I was going to say the same thing, but our code also has a slope requirement that needs met as well. Code here is that a guard is required over 24". If you have a slope of 1 in 2 for the first 4' from the walking plane (same 2' difference), a guard would be required as well. The slide would obviously not meet the slope requirement. 

I feel this does create a judgement call for the official. Does the slide create a hazardous condition? No. not anymore than any other slide outside where it would be unregulated. It is probably safer given that the environmental exposure has been eliminated.


----------



## tmurray (Nov 30, 2021)

We've seen these in a couple of houses and looked at it as specialized equipment outside of the scope of the code. I make sure that there are suitable guards around it, but I don't inspect it, or its supporting structure.


----------



## mtlogcabin (Nov 30, 2021)

A slide is exempt IMHO under Chapter 11 of the IBC.I believe an enclosed slide meets the intent of 1110.4.8

1103.1 Where required.
Sites, buildings, structures, facilities, elements and spaces, temporary or permanent, shall be accessible to individuals with disabilities.

1110.1 General.
Recreational facilities shall be provided with accessible features in accordance with Sections 1110.2 through 1110.4.

1110.4.8 Amusement rides.
Amusement rides that move persons through a fixed course within a defined area shall comply with Sections 1110.4.8.1 through 1110.4.8.3.

*1110.4.8.3 Minimum number.
Amusement rides shall provide at least one wheelchair space, amusement ride seat designed for transfer or transfer device.

Exceptions:*

1.    Amusement rides that are controlled or operated by the rider are not required to comply with this section.

2.    Amusement rides designed primarily for children, where children are assisted on and off the ride by an adult, are not required to comply with this section.

*3.    Amusement rides that do not provide seats that are built-in or mechanically fastened shall not be required to comply with this section.

No seats no requirement IMHO*


----------



## classicT (Nov 30, 2021)

mtlogcabin said:


> A slide is exempt IMHO under Chapter 11 of the IBC.I believe an enclosed slide meets the intent of 1110.4.8
> 
> 1103.1 Where required.
> Sites, buildings, structures, facilities, elements and spaces, temporary or permanent, shall be accessible to individuals with disabilities.
> ...



I like the idea, but to call a slide an amusement ride is quite a stretch.

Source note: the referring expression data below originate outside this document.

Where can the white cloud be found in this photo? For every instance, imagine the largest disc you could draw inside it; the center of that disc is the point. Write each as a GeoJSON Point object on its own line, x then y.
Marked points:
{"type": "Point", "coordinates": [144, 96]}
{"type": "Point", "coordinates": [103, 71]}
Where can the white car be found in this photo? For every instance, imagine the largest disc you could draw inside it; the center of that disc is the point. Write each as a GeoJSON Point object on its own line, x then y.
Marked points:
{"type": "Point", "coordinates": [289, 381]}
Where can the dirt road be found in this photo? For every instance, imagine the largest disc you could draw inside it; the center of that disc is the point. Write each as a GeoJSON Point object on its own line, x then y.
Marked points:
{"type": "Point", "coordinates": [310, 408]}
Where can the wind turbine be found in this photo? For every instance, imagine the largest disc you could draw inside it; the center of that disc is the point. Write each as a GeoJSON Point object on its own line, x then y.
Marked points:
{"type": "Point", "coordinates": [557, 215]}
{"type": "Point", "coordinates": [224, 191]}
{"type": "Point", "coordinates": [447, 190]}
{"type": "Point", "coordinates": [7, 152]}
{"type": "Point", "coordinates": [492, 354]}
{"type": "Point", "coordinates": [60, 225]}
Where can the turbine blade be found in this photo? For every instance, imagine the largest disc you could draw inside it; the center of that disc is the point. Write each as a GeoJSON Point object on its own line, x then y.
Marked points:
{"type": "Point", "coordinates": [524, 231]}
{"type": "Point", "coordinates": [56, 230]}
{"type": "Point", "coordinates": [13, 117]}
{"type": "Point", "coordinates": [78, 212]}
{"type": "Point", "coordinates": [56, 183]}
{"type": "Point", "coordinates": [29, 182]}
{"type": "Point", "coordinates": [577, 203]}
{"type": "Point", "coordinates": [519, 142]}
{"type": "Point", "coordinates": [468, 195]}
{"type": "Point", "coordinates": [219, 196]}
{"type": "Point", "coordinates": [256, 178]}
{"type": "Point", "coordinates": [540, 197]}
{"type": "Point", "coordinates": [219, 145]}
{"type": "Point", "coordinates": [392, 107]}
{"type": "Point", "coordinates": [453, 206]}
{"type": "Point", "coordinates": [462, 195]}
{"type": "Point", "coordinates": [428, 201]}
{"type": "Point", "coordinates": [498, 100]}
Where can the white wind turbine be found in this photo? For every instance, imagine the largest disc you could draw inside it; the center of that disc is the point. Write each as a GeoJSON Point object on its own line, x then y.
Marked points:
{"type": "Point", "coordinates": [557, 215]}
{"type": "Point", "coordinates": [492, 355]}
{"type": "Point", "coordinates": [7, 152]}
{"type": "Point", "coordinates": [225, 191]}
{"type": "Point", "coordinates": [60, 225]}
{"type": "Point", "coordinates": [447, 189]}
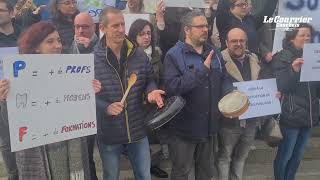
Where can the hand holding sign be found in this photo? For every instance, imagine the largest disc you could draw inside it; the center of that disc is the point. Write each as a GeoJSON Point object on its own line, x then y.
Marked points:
{"type": "Point", "coordinates": [208, 60]}
{"type": "Point", "coordinates": [4, 89]}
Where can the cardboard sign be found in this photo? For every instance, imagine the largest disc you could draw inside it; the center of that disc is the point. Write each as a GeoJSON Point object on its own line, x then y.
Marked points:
{"type": "Point", "coordinates": [297, 8]}
{"type": "Point", "coordinates": [51, 98]}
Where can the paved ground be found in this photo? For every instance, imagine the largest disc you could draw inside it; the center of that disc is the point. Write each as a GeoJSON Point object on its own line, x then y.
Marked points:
{"type": "Point", "coordinates": [258, 166]}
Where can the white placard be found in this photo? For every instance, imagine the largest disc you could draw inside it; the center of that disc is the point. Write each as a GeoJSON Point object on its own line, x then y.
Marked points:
{"type": "Point", "coordinates": [51, 98]}
{"type": "Point", "coordinates": [94, 7]}
{"type": "Point", "coordinates": [150, 5]}
{"type": "Point", "coordinates": [310, 70]}
{"type": "Point", "coordinates": [130, 18]}
{"type": "Point", "coordinates": [4, 52]}
{"type": "Point", "coordinates": [297, 8]}
{"type": "Point", "coordinates": [262, 97]}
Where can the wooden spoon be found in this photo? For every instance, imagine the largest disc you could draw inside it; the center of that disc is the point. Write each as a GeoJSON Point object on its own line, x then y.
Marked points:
{"type": "Point", "coordinates": [131, 81]}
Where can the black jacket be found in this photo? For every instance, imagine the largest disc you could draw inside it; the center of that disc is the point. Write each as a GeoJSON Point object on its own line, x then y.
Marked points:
{"type": "Point", "coordinates": [300, 106]}
{"type": "Point", "coordinates": [186, 75]}
{"type": "Point", "coordinates": [65, 29]}
{"type": "Point", "coordinates": [250, 23]}
{"type": "Point", "coordinates": [11, 39]}
{"type": "Point", "coordinates": [129, 126]}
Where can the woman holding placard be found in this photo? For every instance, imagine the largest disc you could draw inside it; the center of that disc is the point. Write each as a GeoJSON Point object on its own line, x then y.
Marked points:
{"type": "Point", "coordinates": [300, 105]}
{"type": "Point", "coordinates": [50, 161]}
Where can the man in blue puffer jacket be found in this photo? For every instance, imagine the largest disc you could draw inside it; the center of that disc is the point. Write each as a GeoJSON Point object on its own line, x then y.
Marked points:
{"type": "Point", "coordinates": [193, 70]}
{"type": "Point", "coordinates": [122, 125]}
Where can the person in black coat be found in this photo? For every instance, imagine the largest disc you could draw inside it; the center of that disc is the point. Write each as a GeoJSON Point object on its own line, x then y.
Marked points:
{"type": "Point", "coordinates": [231, 13]}
{"type": "Point", "coordinates": [300, 104]}
{"type": "Point", "coordinates": [62, 14]}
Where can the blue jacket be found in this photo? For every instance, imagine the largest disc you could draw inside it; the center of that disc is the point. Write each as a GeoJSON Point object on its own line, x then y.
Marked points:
{"type": "Point", "coordinates": [186, 75]}
{"type": "Point", "coordinates": [129, 126]}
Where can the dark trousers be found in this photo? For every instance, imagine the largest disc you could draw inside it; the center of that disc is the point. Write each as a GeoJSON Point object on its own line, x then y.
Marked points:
{"type": "Point", "coordinates": [88, 162]}
{"type": "Point", "coordinates": [91, 143]}
{"type": "Point", "coordinates": [184, 153]}
{"type": "Point", "coordinates": [8, 157]}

Keep it simple, call it an elevated piece of play equipment, which is a much more accurate depiction of a slide. _IBC Section 1110.4.13_ says "Play areas containing play components designed and constructed for children shall be located on an accessible route." Follow that through with a trip to the A117.1 standard and see _A117.1 Section 1108.3.2.2_, where all that is required is the accessible route to the play component.



classicT said:


> My take on the A117.1 regulation is that it requires an accessible route to the components. It does not require that the components be fully accessible. I would further say that a slide is an elevated play component, and therefore the only real code section from the A117.1 is _1108.3.2.2_.
> 
> As an elevator is provided, the slide is on an accessible route.
> 
> ...


----------



## ADAguy (Dec 7, 2021)

classicT said:


> Or this... (Berlin Mall)


Seriously? What of obese users?


----------



## classicT (Dec 7, 2021)

ADAguy said:


> Seriously? What of obese users?


What of them?


----------



## cburgess (Dec 8, 2021)

For those following this, it turned out kind of strangely in the end. When I was researching it, I found that there are in fact accessibility regulations for the slide in A117.1-2009, but for some reason the Fire Prevention and Building Safety Commission deleted them when they promulgated and adopted our current building code, something the local official also discovered when I asked him to explain to me precisely how the slide fails to meet accessibility requirements. That led him to vacate the violation order, which eliminated the dispute between him and the design team, which in turn disqualified his request for an interpretation. So in the end I didn't have to issue an official interpretation on the issue. For now, anyway. I'm sure it'll come up again sometime.


----------



## ADAguy (Dec 8, 2021)

Diameter of tube is still a limit as to size of user, just like a seat in a commercial airplane limits a users size.


----------



## creativerecreational (May 11, 2022)

I am imagining what this playground equipment gonna look like, haha. Well, you should ask the guards for this and look up for the code that is in violation.


----------



## ADAguy (May 13, 2022)

These are appearing on cruise ships but ships are moveable and not fixed.


----------



## George Barnes (Jun 3, 2022)

There many facets to code application, some feasible while others not as much. The important concept is how to achieve a reasonable balance, hence the term "reasonable accommodation". Has an alternative but similar experience that is technically feasible been considered for impaired individuals to use? If there is no such feasible means, then it would seem as the code official that required due diligence has been performed. Good luck.


----------